Processing (Guidelines) Specifications
Processing Options
Below are Insight's processing options and details for you to consider.
Catalyst can de-duplicate files either by custodian or globally against the entire file population (or not at all). Duplicate files are identified based on hash values which are determined using the SHA-1 algorithm which applies a unique hash value to files as they are processed into our database. Once the files are encrypted using this method, the duplicates are then identified by matching those files with files that have equivalent hash values. If files have the same hash values, we are then able to tell that a file is a duplicate. When a duplicate is found, the custodian and hash values are recorded, and the OtherCustodians field is updated on the site when there is a bulk update to remove the dupes. What we do with the duplicate files is based upon our client's requirements as follows:
Files de-duped by custodian are removed from your site except for the first copy. At your request, we can provide a cross-linking report.
Files de-duped globally are removed except for the first copy. At your request, we can provide a cross-linking report.
If no de-duplication is selected, a single instance of a document (loose document or email message) is stored on your site. At your request, we can provide a cross-linking report.
However, hashing of email files is unique in that hash values are applied only to the following fields:
From
To
CC
BCC
Subject
Attachments
Date Sent
Body
When we convert email files to HTML for display, we can convert the display times to your preferred time zone setting. We can also adjust the time displayed in the metadata fields to show a preferred time zone for all emails.
By default we convert the time shown in email files to Mountain Time.
Control Numbers: Global or by Custodian
There are three options for numbering. You can number files globally (one prefix across all files), by custodian (one prefix per custodian) or using the Catalyst default (a five-digit job ID plus an eight-digit file identification number, 13 digits total).
For control numbers, we support up to 20 characters (letter or alpha) with no spaces or punctuation. We can also include a static suffix to control numbers.
At the inventory phase, you can pre-filter files prior to processing them by various combinations of fielded information including by custodian, date ranges (for non-email files only), file extensions and type.
More extensive searches based on metadata and text from individual items can be run once the files are loaded into your site.
We can extract embedded files from email and Microsoft Office documents. If the embedded object is a container file, we will extract its contents recursively until all units are extracted.

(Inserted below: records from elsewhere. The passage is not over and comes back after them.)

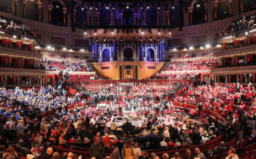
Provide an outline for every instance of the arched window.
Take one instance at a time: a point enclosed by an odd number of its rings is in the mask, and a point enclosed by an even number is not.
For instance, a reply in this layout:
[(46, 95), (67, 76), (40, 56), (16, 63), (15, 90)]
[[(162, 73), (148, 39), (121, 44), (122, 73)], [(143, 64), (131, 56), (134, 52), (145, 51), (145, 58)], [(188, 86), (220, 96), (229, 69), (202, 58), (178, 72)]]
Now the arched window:
[(147, 62), (155, 61), (155, 52), (152, 48), (149, 48), (147, 50)]
[(216, 8), (217, 19), (220, 19), (230, 17), (230, 7), (229, 0), (220, 0)]
[(155, 8), (149, 8), (146, 11), (146, 25), (157, 25), (157, 10)]
[(86, 10), (83, 6), (77, 6), (75, 10), (75, 26), (80, 28), (86, 24)]
[(171, 28), (180, 26), (183, 21), (182, 9), (179, 6), (173, 6), (170, 9), (169, 23)]
[(256, 9), (256, 1), (255, 0), (239, 0), (241, 12), (241, 9), (244, 10), (243, 12), (248, 12)]
[(64, 24), (64, 14), (62, 10), (63, 6), (59, 1), (53, 1), (52, 5), (53, 8), (51, 13), (51, 23), (62, 26)]
[(4, 12), (12, 12), (12, 1), (10, 0), (0, 1), (0, 11)]
[(134, 50), (131, 48), (126, 48), (123, 50), (124, 62), (133, 62), (134, 61)]
[(100, 10), (100, 26), (109, 26), (111, 21), (109, 10), (104, 8)]
[(131, 8), (126, 8), (122, 12), (123, 26), (133, 26), (134, 24), (134, 11)]
[(203, 0), (197, 0), (194, 3), (194, 8), (192, 11), (192, 24), (205, 22), (205, 10), (203, 4), (204, 1)]
[(38, 21), (39, 19), (39, 11), (37, 1), (28, 1), (25, 6), (26, 15), (28, 19)]
[(110, 51), (106, 48), (102, 52), (102, 62), (110, 62)]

You can choose not to extract bmp or gif images or other objects that are for display only from emails. The images will be displayed as part of the HTML representation of the email. Office documents and other non-image files will be extracted.
Embedded files are shown as children to the parent document unless they are contained in a document that is itself an attachment to another file. In that case, all files will be shown as children (i.e. related/attached) to the ultimate parent.
Email containers (PST, MBOX, NSF) that are embedded will be processed as top-level files.
After initial container files are extracted, Catalyst creates a hash value for every file it has received using the SHA-1 algorithm. The files are then compared to the National Software Reference Library (NIST) list of system and program files. Those that match the NIST list can be removed from the population as system or program files. If a system file is attached to an email or is contained in a ZIP file, a placeholder file will be generated and the system file removed.
NIST file removal is not included on the exception report.
Even if not on the NIST list, we remove files with extensions commonly associated with system files. The extensions we remove when we find them are:
ADE—Microsoft Access Project Extension
ADP—Microsoft Access Project
BAS—Visual Basic Class Module
BAT—Batch File
CHM—Compiled HTML Help File
CMD—Windows NT Command Script
COM—MS-DOS Application
CPL—Control Panel Extension
CRT—Security Certificate
DLL—Dynamic Link Library
EXE—Application
HLP—Windows Help File
HTA—HTML Applications
INF—Setup Information File
INS—Internet Communication Settings
ISP—Internet Communication Settings
JS—JScript File
JSE—JScript Encoded Script File
LNK—Shortcut
MSI—Windows Installer Package
MSP—Windows Installer Patch
MST—Visual Test Source File
OCX—ActiveX Objects
PCD—Photo CD Image
PIF—Shortcut to MS-DOS Program
REG—Registration Entries
SCR—Screen Saver
SCT—Windows Script Component
SHB—Document Shortcut File
SHS—Shell Scrap Object
SYS—System Config/Driver
URL—Internet Shortcut (Uniform Resource Locator)
VB—VBScript File
VBE—VBScript Encoded Script File
VBS—VBScript Script File
WSC—Windows Script Component
WSF—Windows Script File
WSH—Windows Scripting Host Settings File
System file removal is not included on the exception report.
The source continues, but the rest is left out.